The basic premise of the article is that the point of having a closed source vendor stand behind you pointless, since only that vendor can provide support for their system. This is, of course, completely unlike the FOSS world where everyone and anyone can provide support for anything. As an example from the article, see:
This leaves people using microsoft products at the mercy of microsofts whims and whether their problem will be fixed or not is all dependent on microsoft. Sure there are plenty of companies that advertise their support services. These companies can only deal with configuration problems. Real bugs in the programs can only be “fixed” by microsoft and no other. Most of the time this fix, unless you have a lot of money to throw around, will, at best, be released in the next months update cycle. Probably the fix will wait until the next version release or maybe even not at all.
Microsoft supports its corporate customers sufficiently, otherwise, they would lose said customers.
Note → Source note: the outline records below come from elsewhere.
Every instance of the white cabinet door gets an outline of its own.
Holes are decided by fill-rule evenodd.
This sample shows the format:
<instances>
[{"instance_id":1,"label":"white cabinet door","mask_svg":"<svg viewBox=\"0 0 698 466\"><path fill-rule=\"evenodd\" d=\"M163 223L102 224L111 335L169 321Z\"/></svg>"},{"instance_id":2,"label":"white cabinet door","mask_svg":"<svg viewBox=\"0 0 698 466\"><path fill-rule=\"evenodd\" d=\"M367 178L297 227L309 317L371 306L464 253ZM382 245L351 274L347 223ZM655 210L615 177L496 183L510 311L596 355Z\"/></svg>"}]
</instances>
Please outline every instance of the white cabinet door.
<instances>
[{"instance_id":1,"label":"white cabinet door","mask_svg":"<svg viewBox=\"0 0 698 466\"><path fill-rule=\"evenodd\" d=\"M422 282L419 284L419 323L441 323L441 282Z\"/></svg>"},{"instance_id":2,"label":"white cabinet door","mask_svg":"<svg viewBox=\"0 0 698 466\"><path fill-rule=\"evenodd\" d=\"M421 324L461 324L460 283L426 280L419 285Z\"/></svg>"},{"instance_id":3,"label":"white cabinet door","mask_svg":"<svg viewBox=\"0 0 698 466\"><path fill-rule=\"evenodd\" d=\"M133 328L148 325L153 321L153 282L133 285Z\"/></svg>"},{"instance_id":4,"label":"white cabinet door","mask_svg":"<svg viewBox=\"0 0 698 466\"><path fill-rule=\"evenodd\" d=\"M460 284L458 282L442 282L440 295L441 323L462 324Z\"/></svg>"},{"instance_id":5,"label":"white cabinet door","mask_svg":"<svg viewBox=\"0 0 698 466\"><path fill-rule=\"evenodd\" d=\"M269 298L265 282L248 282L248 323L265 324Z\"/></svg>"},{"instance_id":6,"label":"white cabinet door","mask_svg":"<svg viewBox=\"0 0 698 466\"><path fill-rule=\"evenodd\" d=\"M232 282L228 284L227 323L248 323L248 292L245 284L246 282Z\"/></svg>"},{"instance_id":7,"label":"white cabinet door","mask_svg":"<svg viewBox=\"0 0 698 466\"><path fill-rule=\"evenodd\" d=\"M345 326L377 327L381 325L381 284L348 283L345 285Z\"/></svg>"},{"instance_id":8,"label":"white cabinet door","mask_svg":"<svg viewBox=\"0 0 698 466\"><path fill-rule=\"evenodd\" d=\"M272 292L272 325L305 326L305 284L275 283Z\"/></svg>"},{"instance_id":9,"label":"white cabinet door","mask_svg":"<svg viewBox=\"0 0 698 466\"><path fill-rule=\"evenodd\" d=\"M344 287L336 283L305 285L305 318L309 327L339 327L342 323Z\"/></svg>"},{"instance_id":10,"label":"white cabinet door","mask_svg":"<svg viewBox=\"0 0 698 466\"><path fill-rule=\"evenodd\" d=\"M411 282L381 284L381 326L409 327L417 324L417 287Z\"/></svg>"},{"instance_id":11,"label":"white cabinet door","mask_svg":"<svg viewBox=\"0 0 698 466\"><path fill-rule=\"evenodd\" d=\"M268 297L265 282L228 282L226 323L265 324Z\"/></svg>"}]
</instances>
The argument has been made that the reason for Microsoft’s stagnation in the consumer markets lately has been its singleminded focus on the corporate world.
Contrast this to the magic tree-dwelling elves that all come out of the woodwork to support Linux.
Open source is a completely different story. There are several companies which support open source. These companies provide the same sort of support which microsoft does and more. Generally the support the company provides is focused on their own released Linux distributions. However, one companies support for one particular distribution has the butterfly effect of helping to improve all other Linux distributions too.
I’m sure in a corporate setting people are going to install random fixes from random companies other than their vendor. If you run RHEL your stuck relying on RHEL for fixes otherwise its likely you’ll void the support contract on whatever fancy proprietary application you are running on top of RHEL. Its not like you can get fixes for RHEL from Novell. Still, the other seems to think that’s how it works as evidence by
Before Canonical there was and still is the big daddy of open source companies, RedHat. Their focus is on the enterprise and supporting their version of Linux. There is also SUSE which have been bought out by Novell, not a small name in computing circles, which provide, you guessed it, enterprise level support.
So just right there, off the top of my head, is three, not one but three, companies which provide support services for Linux similar to microsoft.
As a random aside, note that Linux advocates apparently have an aversion to spelling Microsoft correctly. Even in this semi-legitimate posting, he can’t capitalize Microsoft even though all of the other vendors are.
But back to the point at hand, Microsoft certainly doesn’t provide less support than Linux vendors since the cross-polination of support fixes that stands are the center of this articles argument makes no sense. This is obvious when one realizes that the great truth of Linux is that it is not a single entity when it is convenient and it is an uniform environment when it is.